To achieve universal coverage, the Philippines will need $1.8 billion annually from 2019 to 2030—an amount 22 times more than the historical investments of about $80 million per year.
The UFF takes a holistic approach by enabling the allocation of public grants and subsidies for underserved areas and providing technical assistance to increase utility governance, operations, and capacity. It promotes public-private partnerships and market-based financing for creditworthy utilities to support expansion of WASH services. The UFF’s key strategy is to segment the market, steer the utilities to the most appropriate financing source, and allocate scarce public grants to the most in need while leveraging private-sector resources.
Building on USAID’s past successes and support from the Japan International Cooperation Agency and the World Bank, WASH-FIN worked with national government institutions to develop an implementation plan and a roadmap to guide capacity and institutional development needs. The project also helped develop operational guidelines and a standard financial model to appraise projects and determine the appropriate level of subsidy and/or financing.

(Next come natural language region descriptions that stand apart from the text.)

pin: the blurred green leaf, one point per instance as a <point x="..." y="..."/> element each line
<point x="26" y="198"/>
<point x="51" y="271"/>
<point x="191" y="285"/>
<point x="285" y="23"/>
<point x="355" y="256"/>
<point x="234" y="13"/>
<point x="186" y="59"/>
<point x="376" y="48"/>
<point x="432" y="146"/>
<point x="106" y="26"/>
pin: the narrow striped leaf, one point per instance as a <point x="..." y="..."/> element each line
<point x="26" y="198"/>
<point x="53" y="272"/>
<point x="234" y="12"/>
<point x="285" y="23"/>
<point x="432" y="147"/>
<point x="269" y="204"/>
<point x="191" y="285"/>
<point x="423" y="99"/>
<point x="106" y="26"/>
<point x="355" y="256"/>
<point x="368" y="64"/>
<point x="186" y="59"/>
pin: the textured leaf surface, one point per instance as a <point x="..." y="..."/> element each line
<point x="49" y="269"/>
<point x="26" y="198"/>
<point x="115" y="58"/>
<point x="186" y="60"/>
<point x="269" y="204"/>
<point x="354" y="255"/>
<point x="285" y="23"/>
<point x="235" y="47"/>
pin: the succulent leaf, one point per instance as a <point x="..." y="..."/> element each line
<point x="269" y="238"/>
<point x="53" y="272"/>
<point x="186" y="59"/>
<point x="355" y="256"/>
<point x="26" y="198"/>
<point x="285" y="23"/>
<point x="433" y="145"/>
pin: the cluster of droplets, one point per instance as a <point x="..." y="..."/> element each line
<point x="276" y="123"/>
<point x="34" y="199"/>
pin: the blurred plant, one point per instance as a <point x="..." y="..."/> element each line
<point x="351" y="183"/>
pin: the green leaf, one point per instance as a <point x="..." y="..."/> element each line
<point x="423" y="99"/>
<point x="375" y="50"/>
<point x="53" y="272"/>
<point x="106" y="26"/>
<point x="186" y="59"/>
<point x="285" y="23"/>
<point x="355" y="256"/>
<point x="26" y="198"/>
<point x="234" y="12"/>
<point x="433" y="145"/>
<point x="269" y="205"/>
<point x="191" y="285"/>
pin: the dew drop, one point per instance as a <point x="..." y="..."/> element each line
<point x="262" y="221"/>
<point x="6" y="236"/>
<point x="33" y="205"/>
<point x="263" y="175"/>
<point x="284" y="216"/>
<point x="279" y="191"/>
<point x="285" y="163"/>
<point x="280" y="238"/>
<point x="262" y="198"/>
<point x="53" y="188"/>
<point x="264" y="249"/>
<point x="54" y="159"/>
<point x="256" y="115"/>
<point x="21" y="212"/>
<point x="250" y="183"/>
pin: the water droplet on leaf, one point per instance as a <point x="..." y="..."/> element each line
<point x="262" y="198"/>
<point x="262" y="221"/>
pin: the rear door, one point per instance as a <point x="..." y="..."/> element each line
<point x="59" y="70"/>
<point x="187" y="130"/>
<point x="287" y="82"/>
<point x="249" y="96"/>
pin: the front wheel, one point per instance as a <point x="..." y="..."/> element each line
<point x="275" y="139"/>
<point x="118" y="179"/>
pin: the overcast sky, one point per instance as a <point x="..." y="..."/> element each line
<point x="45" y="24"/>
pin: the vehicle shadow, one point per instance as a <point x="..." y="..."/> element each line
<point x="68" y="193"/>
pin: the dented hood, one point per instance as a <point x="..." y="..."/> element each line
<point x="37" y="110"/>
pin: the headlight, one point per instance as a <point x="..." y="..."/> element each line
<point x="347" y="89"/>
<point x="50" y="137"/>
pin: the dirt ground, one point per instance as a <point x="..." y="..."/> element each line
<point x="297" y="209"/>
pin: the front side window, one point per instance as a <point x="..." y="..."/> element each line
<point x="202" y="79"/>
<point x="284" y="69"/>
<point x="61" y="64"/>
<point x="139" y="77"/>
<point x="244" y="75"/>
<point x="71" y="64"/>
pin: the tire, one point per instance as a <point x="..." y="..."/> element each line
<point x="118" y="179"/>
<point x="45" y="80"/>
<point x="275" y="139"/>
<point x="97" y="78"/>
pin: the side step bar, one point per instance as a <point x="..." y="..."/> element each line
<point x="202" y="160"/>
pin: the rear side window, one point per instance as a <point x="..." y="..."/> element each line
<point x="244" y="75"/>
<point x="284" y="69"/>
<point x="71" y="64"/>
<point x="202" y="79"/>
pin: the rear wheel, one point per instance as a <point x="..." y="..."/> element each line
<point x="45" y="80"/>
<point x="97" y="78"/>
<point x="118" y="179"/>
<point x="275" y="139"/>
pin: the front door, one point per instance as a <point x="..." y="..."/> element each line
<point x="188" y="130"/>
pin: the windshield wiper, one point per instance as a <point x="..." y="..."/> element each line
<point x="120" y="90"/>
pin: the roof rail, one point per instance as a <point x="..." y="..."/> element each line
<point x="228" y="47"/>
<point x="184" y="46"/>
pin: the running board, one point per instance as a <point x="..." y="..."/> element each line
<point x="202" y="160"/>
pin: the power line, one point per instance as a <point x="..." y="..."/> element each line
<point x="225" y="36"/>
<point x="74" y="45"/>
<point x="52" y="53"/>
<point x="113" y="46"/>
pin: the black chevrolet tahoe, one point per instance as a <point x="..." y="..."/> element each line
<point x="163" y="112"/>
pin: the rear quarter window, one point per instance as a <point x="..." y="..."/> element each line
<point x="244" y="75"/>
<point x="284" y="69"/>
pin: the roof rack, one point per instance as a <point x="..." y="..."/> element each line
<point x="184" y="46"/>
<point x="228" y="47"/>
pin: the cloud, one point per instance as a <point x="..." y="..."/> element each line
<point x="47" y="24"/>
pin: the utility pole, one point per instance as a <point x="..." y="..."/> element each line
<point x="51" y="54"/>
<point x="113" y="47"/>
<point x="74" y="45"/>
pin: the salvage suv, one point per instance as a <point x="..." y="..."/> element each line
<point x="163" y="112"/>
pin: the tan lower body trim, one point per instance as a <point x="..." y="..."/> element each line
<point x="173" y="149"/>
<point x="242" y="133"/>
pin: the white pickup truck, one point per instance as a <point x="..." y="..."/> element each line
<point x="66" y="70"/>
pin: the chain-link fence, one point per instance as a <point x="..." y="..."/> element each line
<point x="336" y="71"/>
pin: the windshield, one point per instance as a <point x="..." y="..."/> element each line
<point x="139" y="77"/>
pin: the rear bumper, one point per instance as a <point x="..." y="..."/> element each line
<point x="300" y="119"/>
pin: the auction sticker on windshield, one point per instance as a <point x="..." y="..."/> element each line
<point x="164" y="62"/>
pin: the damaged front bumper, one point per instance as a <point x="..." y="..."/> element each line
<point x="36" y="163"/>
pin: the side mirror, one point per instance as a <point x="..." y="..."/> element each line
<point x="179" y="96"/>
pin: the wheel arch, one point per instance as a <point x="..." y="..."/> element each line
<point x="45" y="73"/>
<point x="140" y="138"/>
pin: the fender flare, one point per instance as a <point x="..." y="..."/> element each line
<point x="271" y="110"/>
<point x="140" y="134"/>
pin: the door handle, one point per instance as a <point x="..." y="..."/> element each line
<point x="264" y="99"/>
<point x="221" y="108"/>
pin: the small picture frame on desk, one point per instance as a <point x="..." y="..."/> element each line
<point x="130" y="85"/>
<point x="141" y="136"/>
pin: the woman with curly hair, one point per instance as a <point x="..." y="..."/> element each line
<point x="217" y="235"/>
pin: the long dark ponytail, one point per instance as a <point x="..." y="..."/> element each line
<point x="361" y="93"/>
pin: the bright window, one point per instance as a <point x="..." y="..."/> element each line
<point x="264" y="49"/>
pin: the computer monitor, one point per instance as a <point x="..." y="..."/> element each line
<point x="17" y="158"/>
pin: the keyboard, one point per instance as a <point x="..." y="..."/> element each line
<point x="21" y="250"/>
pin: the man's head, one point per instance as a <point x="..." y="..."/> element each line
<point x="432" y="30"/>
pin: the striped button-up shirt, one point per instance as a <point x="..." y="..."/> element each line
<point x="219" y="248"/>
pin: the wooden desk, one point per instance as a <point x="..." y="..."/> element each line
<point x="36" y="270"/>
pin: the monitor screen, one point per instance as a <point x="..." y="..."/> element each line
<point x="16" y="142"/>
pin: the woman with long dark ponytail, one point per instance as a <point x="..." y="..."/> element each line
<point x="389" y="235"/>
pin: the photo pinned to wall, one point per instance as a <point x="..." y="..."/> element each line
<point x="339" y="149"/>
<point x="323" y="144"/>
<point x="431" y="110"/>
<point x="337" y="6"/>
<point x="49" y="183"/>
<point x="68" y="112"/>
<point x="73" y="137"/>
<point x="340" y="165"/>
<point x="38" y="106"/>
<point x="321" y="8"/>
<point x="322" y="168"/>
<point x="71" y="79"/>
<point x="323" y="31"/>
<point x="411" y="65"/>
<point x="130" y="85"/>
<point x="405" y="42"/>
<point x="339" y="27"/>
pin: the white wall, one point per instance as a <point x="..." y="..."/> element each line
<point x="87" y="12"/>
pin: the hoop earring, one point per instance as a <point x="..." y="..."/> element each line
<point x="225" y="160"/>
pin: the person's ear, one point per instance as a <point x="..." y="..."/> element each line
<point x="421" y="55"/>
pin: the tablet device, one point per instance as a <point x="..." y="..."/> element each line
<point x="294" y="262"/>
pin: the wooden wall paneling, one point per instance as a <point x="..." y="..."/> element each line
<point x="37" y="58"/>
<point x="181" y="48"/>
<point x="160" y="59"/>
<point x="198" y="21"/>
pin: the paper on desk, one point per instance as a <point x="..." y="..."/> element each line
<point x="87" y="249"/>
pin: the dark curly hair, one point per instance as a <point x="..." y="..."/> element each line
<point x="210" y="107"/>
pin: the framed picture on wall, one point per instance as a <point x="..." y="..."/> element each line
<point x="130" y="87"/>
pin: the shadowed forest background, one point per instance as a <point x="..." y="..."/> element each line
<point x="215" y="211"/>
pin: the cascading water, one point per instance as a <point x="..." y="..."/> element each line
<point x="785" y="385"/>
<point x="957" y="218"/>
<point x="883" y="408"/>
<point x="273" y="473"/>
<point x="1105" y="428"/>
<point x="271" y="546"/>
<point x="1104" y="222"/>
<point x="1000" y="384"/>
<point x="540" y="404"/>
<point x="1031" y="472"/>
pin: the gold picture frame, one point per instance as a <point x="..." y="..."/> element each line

USAID also co-designed a grant-microloan program with the Philippine Department of Health, UNICEF, and Water.org to enable low-income households to construct sanitary toilet facilities. While the UFF has yet to be fully operationalized, with sustained leadership from the Government of the Philippines and strong sector buy-in of this reform, its impact can be transformative—granting utilities the much-needed resources to give each home access to clean drinking water and better sanitation services.